Tuesday, February 14, 2012
Freeze Panic
Academia: It's Valentine's Day, y'all! I love celebrating love, and even more importantly for this blog, I love that it's Everybody Everywear Day. Okay, lame segue. I'm still trying to process Sunday's episode of Downton Abbey; my brain cells can only do so much at once.
Sartorial: For Everybody Everywear today, everybody is wearing red or pink for V-Day. I was thinking about my red satiny shirt with the ruffly collar, or one of my new maternity dresses. I was going to be so cute. And then we had a freeze.
For those of you in colder climates, a freeze is probably not a huge deal, but for Floridians, cold weather is a cause for panic. We are a people incredibly poorly equipped for cold weather. There are actually very serious consequences freezes have for citrus farmers, but for the rest of us, we just don't have the clothes for it. I'm not kidding. When I was five, we went to South Carolina to visit my grandparents at Christmas, and my mom had to put plastic bags over my canvas sneakers to keep them from getting wet in the snow. Blazing, inferno-like heat we're good with, but cold makes us spend entire days sniveling, "Can you believe how cold it is? I can't believe how cold it is!"

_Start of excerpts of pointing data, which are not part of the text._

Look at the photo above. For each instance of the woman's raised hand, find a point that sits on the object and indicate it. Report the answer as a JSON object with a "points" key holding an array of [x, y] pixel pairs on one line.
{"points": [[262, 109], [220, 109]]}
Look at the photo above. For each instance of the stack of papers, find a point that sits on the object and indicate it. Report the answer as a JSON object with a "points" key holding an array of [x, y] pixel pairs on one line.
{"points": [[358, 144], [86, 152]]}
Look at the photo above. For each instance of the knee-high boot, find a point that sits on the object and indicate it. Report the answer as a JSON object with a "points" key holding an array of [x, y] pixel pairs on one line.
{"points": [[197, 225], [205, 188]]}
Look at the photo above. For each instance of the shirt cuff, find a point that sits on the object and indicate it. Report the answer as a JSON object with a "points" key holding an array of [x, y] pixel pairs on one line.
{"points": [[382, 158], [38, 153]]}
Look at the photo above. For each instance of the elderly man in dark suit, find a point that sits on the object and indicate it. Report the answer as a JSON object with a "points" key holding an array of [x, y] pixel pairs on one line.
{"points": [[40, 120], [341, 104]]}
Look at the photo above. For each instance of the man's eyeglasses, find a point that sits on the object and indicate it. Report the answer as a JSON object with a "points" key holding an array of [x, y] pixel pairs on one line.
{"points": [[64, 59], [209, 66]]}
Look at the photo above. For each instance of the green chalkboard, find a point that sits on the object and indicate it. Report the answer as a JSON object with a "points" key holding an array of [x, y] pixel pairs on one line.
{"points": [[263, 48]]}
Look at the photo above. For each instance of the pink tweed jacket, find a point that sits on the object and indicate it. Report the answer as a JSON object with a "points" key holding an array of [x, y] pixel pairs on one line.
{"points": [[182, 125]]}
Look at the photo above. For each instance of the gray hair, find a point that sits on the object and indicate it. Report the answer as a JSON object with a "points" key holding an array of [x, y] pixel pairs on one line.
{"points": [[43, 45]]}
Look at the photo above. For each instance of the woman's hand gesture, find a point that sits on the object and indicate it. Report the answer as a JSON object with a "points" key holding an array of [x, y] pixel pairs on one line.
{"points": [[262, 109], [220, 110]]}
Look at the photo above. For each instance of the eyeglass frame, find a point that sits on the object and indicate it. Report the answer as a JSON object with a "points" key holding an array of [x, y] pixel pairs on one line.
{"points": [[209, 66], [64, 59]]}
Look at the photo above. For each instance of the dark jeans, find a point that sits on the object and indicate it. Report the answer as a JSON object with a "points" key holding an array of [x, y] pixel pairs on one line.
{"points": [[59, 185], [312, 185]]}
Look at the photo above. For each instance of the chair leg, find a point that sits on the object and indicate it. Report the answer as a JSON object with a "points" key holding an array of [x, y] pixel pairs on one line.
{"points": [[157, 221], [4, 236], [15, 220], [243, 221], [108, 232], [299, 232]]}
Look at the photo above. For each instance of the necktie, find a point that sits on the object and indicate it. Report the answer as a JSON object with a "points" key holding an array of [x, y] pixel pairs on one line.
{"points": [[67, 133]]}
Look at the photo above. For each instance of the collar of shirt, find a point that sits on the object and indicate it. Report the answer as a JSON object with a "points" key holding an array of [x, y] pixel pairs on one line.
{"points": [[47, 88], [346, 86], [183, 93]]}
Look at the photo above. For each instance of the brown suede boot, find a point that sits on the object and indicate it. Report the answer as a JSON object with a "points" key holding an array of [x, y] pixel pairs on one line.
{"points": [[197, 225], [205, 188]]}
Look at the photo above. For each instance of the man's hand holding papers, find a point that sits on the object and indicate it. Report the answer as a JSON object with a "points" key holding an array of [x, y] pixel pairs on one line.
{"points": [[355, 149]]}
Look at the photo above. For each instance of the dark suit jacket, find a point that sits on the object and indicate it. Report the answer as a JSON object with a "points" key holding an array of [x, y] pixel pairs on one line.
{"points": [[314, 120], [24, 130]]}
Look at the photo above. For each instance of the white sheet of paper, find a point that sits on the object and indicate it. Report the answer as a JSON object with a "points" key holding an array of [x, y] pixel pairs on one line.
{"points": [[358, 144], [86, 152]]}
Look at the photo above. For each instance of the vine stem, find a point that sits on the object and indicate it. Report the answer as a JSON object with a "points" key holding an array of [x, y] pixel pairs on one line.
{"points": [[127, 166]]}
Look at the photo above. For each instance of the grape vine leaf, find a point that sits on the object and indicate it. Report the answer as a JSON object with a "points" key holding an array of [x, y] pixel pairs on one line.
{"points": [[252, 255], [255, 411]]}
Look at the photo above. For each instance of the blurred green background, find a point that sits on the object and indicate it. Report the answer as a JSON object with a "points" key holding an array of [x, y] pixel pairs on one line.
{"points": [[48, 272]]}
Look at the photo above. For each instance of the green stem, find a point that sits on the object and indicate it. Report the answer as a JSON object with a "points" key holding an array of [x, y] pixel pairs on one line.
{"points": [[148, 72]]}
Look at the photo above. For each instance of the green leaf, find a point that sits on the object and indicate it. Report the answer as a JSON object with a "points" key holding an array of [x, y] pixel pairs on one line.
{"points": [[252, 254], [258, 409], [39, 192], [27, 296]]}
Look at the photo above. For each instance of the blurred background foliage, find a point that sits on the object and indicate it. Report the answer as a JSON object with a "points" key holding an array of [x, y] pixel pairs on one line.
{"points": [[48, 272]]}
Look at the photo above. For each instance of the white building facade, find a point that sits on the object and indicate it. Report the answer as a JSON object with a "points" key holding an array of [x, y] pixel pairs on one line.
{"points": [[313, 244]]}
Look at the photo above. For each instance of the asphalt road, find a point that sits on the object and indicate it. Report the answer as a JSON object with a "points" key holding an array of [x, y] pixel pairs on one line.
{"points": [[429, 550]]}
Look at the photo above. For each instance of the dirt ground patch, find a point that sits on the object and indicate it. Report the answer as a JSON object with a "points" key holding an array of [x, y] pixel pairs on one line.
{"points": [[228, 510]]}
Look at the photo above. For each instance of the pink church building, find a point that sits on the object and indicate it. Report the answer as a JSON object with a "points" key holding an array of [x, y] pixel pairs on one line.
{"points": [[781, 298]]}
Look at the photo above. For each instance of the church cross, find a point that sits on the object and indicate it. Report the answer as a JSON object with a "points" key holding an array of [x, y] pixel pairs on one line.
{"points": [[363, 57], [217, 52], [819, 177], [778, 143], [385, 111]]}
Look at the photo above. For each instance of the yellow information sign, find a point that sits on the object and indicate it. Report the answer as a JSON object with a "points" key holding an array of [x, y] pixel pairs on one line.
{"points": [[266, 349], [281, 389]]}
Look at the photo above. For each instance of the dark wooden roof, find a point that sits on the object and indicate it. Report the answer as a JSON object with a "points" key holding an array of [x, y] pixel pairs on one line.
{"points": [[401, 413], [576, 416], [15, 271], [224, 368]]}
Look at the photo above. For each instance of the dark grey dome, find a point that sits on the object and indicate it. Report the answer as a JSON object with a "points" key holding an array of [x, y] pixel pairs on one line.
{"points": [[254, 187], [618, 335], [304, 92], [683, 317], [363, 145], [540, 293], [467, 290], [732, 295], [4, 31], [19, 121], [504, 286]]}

The temperature we have to reach to go into full panic mode varies depending on how far south we live. Up here in north Florida, panic ensues at freezing; in Ft. Lauderdale and points south, anything below 70 degrees is cause for freaking out. Seriously. I went to the Keys in January a few years ago. When I left home in the morning, I had to scrape ice off my windshield. When I got to the Keys that evening, it was 65 degrees and people were apologizing for the excessive cold.
I've found that sartorially, my fellow Floridians deal with the cold in two ways. The first way is to throw on all the warmest clothes we have, sometimes in multiple layers, with absolutely no regard for social context. Jeans and sneakers at work on a Monday? Yes, because it's sooooo cold! The other way is to pretend the cold isn't actually there, and continue to dress as though it's July. This is more of a "mind over matter" approach. If I'm wearing shorts, that means it's not cold, right?
I'm a multiple layers kind of girl, so this is what I wore to work yesterday. It was 30 degrees when I left home. This is my warmest sweater and my thickest jeans. Under the jeans are hiking socks, and over the jeans are boots. Over all of this I put a trench coat, a knitted scarf, and an old pair of gloves that I found in the back of our coat closet. And as I pulled into the parking garage, car heater blasting at 80 degrees, I saw a girl in shorts and flip-flops, willing the cold away.